Es ist das musikalische Großprojekt der braunschweigischen Landeskirche zum Reformationsjubiläum: Rund 750 Menschen aus Chöre aus aller Welt präsentieren Joseph Haydns großes Oratorium. Die Macher versprechen Gänsehaut-Momente.

Braunschweig (epd). Am Probeabend beginnt die Schöpfung mit dem Schluss. «Singt dem Herren alle Stimmen», intonieren rund 750 Stimmen in der schummrig ausgeleuchteten VW-Halle in Braunschweig. Es ist das erste Mal, dass die Sängerinnen und Sänger aus knapp 30 verschiedenen Chören gemeinsam den Schlusschor aus Joseph Haydns (1732-1809) monumentalem Werk «Die Schöpfung» singen. An diesem Sonntag wollen sie das Oratorium in voller Länge und selbstverständlich auch in der richtigen Reihenfolge einem großen Publikum präsentieren, sagt der braunschweigische Landeskirchenmusikdirektor Claus-Eduard Hecker: «Heute geht es erst einmal darum, dass alle Stimmen zueinanderfinden.»
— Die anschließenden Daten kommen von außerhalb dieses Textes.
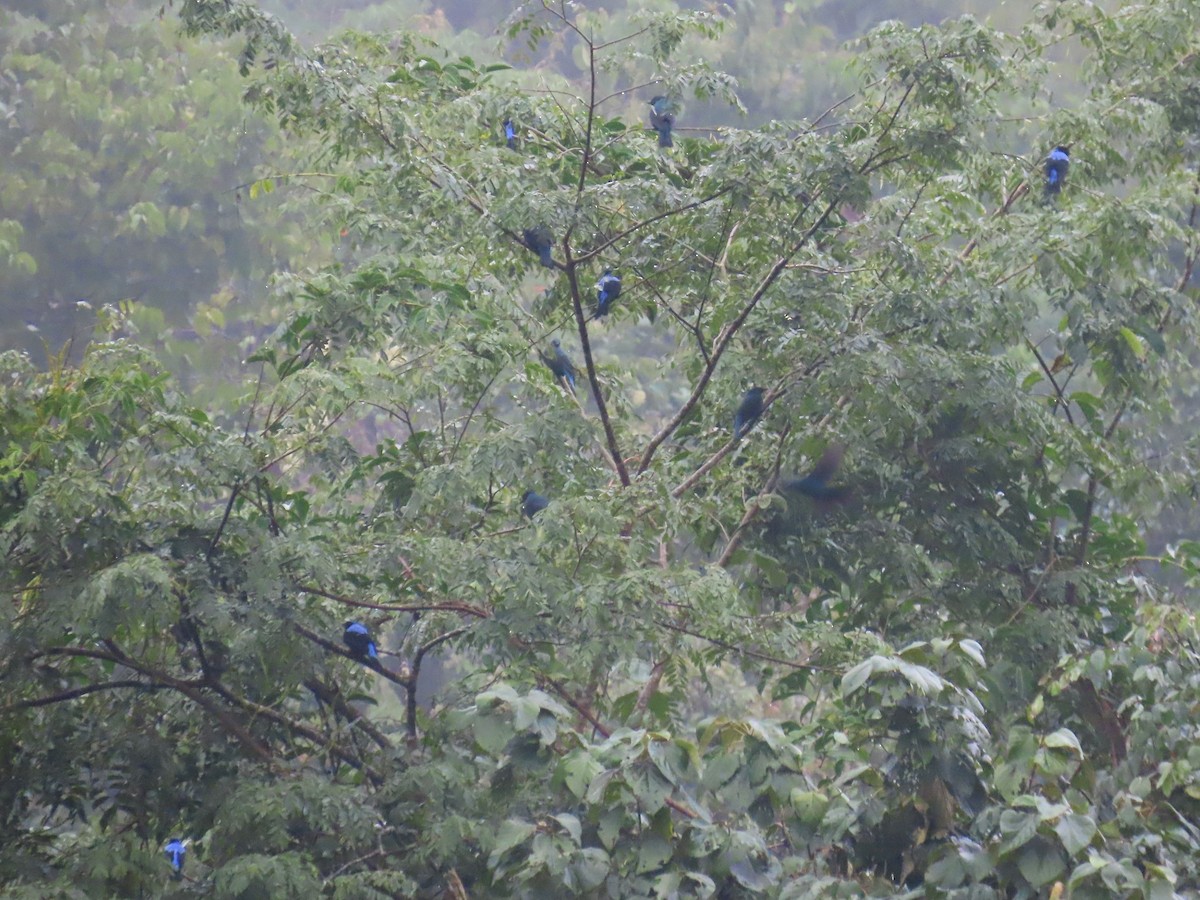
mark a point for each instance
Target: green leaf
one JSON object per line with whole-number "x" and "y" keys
{"x": 1075, "y": 832}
Was er damit meint, verdeutlicht ein Blick auf die Zusammensetzung der Musiker. Zum einen gebe es professionelle Begleitung durch Mitglieder des Braunschweigischen Staatsorchesters und Solisten. Daneben wagen sich rund 650 Sängerinnen und Sängern aus allen Teilen der braunschweigischen Landeskirche und rund 100 Teilnehmer aus den Partnerkirchen in England, Indien, Japan, Namibia und Tschechien an die Schöpfung. Weder erwarte noch fordere er, dass alle die schwierigsten Passagen mitsängen, betont Hecker. Teile der Schöpfung seien aber relativ einfach einzustudieren. Bei diesen Passagen werde jeder mit vollem Einsatz dabei sein, verspricht er. «Außerdem haben wir viele Stimmen mit einem sehr hohen Niveau, die eine Stütze für den Rest sein können.»

Eine davon ist Yoko Nagashima aus Tokio. «Wir singen ständig auf Deutsch», sagt die Alt-Solistin, die selbst auch Gesangsunterricht gibt und einen Chor leitet. Vor allem Bach-Kantaten seien in Japan extrem beliebt. Aus Haydns Schöpfung habe sie bereits in der Vergangenheit einzelne Teile gesungen, sagt sie und stimmt zum Beweis «Die Himmel erzählen die Ehre Gottes» an. Das gesamte Werk sei aber auch für sie eine ganz neue Erfahrung. «Darin gibt es keine Alt-Soli, deswegen habe ich mich bislang noch nie mit dem gesamten Stoff auseinandergesetzt.»

Andere Chöre hätten für das zentrale Musikprojekt der braunschweigischen Landeskirche anlässlich des 500. Reformationsjubiläums komplett neu angelernt werden müssen, sagt Hecker. «In Namibia mussten wir Haydn erst mal erklären.» Die Kirchenmusik in dem Land befasse sich in der Regel nicht mit Oratorien aus dem fernen Deutschland. Doch auch dort hätten Chorleiter extrem professionell seit Januar mit einem lokalen Projektchor auf den Auftritt in Braunschweig hingearbeitet.

Für den braunschweigischen Landesbischof Christoph Meyns zeigt sich gerade an diesem Engagement bereits vor der Aufführung der Erfolg des internationalen Projektes. «Die Reformation ist eben auch eine Singbewegung gewesen und hat damit die Menschen zusammengebracht. Das wollten wir erreichen.» Er wolle sich am Sonntag in die Sängerinnen und Sänger einreihen, verrät der Bischof. Und obwohl er weniger Zeit zum Proben gehabt habe, wolle er gerne versuchen, weite Teile des Werkes mitzusingen.

Das Oratorium thematisiert in drei Teilen die Erschaffung der Welt, wie sie in der Bibel erzählt wird. «Die Schöpfung» wurde erstmals am 29. und 30. April 1798 unter der Leitung Haydns in Wien aufgeführt. Seitdem habe das Werk einen «Siegeszug durch die Welt» angetreten, sagt Hecker. Für den Abend der Aufführung verspricht er echte Konzert-Atmosphäre mit Gänsehaut-Momenten von Anfang an: «Zunächst singt nur ein kleiner Chor, dann stimmt die ganze Menge ein. Der Effekt ist unglaublich imponierend – darauf kommt es uns an.»